Können Sie auch Einfluss nehmen, bevor es zu einem Gerichtsverfahren kommt?

Das versuchen wir. Im zahnärztlichen Bereich ist uns das im gemeinsamen Beratungsforum mit der Bundeszahnärztekammer und den Beihilfestellen gelungen. Dort lösen wir zusammen strittige und praxisrelevante Gebührenrechtsfragen. Das ist eine echte Erfolgsgeschichte – nicht nur, weil sich damit die Beziehungen zur Zahnärzteschaft enorm verbessert haben. Allein im Frühjahr 2019 konnten wir mehrere Beschlüsse fassen. Das ist oft noch wertvoller als Gerichtsurteile, weil die Zahnärzte bei der Entscheidungsfindung selbst beteiligt sind. Ein guter Kompromiss mit der Zahnärzteschaft, der sich in einem Beschluss dieses Gremiums manifestiert, hat natürlich eine klare Außenwirkung. Nicht zuletzt für die einzelnen Zahnärzte, die die Rechnungen erstellen.

Sie schließen auch Rahmenverträge mit einzelnen Leistungserbringern. Wie funktioniert das genau?
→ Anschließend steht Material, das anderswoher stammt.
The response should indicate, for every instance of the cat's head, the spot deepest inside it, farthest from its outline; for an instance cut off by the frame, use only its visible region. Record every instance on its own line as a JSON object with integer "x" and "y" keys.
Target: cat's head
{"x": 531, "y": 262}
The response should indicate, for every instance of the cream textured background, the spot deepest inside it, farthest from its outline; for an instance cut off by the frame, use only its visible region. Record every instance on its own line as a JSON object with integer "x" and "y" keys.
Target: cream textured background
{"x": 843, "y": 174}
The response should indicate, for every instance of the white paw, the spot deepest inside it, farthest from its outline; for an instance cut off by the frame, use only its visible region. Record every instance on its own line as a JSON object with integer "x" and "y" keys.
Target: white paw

Damit bringen wir echte Innovationen auf den Markt: Wir treffen solche Vereinbarungen für Leuchtturmprojekte, die nicht unbedingt zur Regelversorgung gehören, damit Privatversicherte schnellen, aber auch sicheren Zugang zu Innovationen bei angemessenen Preisen haben. Häufig handelt es sich dabei um Verfahren, die nicht in der Gebührenordnung für Ärzte abgebildet sind und meist auch kostspielig sind. Wenn wir ein entsprechendes Verfahren für sinnvoll erachten, besprechen und klären wir die Einzelheiten mit den Anbietern. Zum Beispiel konnten wir im vergangenen Jahr eine Vereinbarung mit dem Netzwerk Genomische Medizin über eine molekulare Diagnostik und personalisierte Therapie bei Lungenkrebs abschließen, ein echter Fortschritt in der Patientenversorgung und ein Vorteil für alle Beteiligten.